Além disso, surgem adaptações criativas – e controversas. Alguns negócios mudam a nomenclatura, deixando de se apresentar como “supermercado” e passando a operar como “loja de convivência”, “mercado de bairro” ou outro formato híbrido, oferecendo um pouco de tudo. Essa mudança, em alguns casos, busca se enquadrar em brechas legais, permitindo a abertura aos domingos sem ferir, formalmente, determinadas restrições. Isso adiciona mais um elemento de complexidade ao debate e reforça a sensação de desigualdade entre os operadores.


Há também o fator consumidor. Uma parcela significativa do público moderno utiliza o domingo para fazer compras, seja por falta de tempo durante a semana, seja por conveniência. Para esses clientes, encontrar o supermercado fechado pode significar buscar alternativas. E alternativas não faltam: compras pela internet, aplicativos de entrega, lojas de conveniência ou até mesmo o deslocamento para cidades vizinhas, muitas vezes a poucos minutos de distância. Ou seja, fechar no domingo não significa, necessariamente, que o consumo deixará de acontecer – apenas mudará de canal ou de local.


Por outro lado, abrir todos os domingos também não garante, automaticamente, maior rentabilidade.
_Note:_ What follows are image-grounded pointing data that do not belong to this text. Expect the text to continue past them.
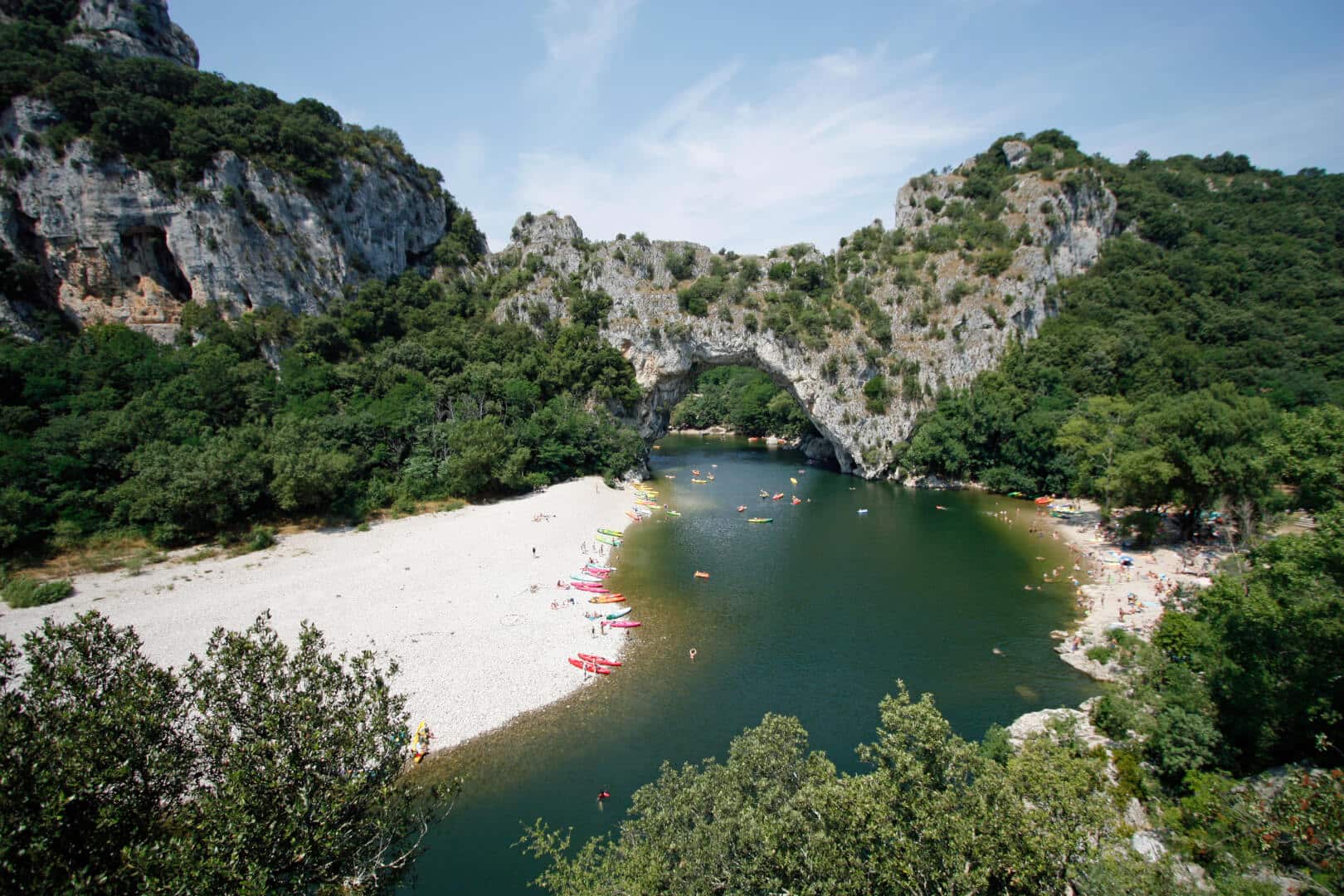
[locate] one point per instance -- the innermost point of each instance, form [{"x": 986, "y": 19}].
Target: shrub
[
  {"x": 680, "y": 265},
  {"x": 22, "y": 592},
  {"x": 877, "y": 395},
  {"x": 261, "y": 538},
  {"x": 993, "y": 264}
]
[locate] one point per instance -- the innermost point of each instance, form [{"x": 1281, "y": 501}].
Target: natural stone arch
[{"x": 668, "y": 347}]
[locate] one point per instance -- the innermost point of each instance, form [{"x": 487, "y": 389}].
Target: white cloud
[
  {"x": 580, "y": 37},
  {"x": 816, "y": 156}
]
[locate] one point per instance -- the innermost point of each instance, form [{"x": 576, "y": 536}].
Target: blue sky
[{"x": 753, "y": 125}]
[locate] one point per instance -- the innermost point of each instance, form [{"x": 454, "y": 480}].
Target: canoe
[
  {"x": 601, "y": 661},
  {"x": 589, "y": 666}
]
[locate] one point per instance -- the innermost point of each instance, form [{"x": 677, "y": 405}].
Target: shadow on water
[{"x": 816, "y": 616}]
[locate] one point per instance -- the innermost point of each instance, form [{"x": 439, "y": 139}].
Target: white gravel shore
[{"x": 448, "y": 596}]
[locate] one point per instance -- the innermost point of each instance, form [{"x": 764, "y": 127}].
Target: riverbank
[
  {"x": 460, "y": 599},
  {"x": 1113, "y": 596}
]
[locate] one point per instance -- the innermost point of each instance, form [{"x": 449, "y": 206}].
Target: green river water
[{"x": 816, "y": 616}]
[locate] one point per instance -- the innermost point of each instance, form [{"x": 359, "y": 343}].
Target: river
[{"x": 815, "y": 616}]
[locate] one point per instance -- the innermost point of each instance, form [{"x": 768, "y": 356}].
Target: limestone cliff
[
  {"x": 951, "y": 314},
  {"x": 110, "y": 243}
]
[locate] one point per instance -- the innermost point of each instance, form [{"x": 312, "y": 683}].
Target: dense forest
[
  {"x": 743, "y": 399},
  {"x": 1196, "y": 363},
  {"x": 403, "y": 392}
]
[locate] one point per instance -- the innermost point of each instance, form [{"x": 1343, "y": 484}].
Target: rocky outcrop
[
  {"x": 114, "y": 246},
  {"x": 129, "y": 28},
  {"x": 949, "y": 320}
]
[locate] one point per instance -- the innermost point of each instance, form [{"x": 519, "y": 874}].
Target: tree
[
  {"x": 933, "y": 815},
  {"x": 1093, "y": 437},
  {"x": 95, "y": 751},
  {"x": 262, "y": 770}
]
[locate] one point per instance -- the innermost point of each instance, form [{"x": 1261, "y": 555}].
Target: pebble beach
[{"x": 463, "y": 602}]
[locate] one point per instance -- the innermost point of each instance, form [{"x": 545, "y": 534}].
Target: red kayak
[{"x": 601, "y": 661}]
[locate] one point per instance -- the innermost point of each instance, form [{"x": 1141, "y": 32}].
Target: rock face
[
  {"x": 113, "y": 246},
  {"x": 110, "y": 245},
  {"x": 128, "y": 28},
  {"x": 951, "y": 334}
]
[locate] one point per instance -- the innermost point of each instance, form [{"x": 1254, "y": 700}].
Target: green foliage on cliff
[
  {"x": 1222, "y": 308},
  {"x": 403, "y": 392},
  {"x": 171, "y": 119},
  {"x": 743, "y": 399},
  {"x": 256, "y": 768}
]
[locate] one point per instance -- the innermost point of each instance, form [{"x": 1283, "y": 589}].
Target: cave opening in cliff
[
  {"x": 743, "y": 401},
  {"x": 144, "y": 250}
]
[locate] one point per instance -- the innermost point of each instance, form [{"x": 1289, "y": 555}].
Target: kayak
[
  {"x": 589, "y": 666},
  {"x": 601, "y": 661}
]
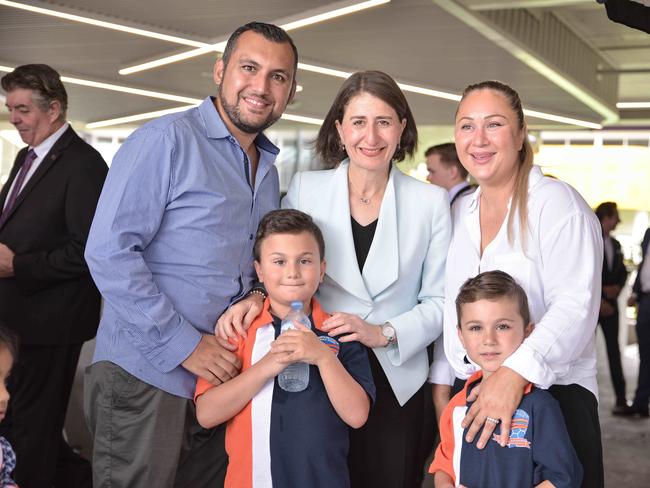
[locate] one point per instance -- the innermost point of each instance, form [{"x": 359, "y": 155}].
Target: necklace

Há custos adicionais com pessoal, energia, logística e segurança, que precisam ser cuidadosamente analisados. Em alguns casos, o faturamento extra não compensa as despesas, tornando a abertura mais uma questão estratégica do que simplesmente financeira.


O fato é que a abertura dos supermercados aos domingos permanece como um debate aberto, com muitas variáveis e sem soluções universais. Questionar as opções, ouvir trabalhadores, respeitar a legislação, dialogar com sindicatos e analisar o comportamento do consumidor são passos essenciais para decisões mais equilibradas. Mais do que escolher entre abrir ou fechar, o desafio do varejo está em encontrar modelos sustentáveis, justos e competitivos, capazes de atender o público sem comprometer as pessoas que fazem o supermercado funcionar todos os dias.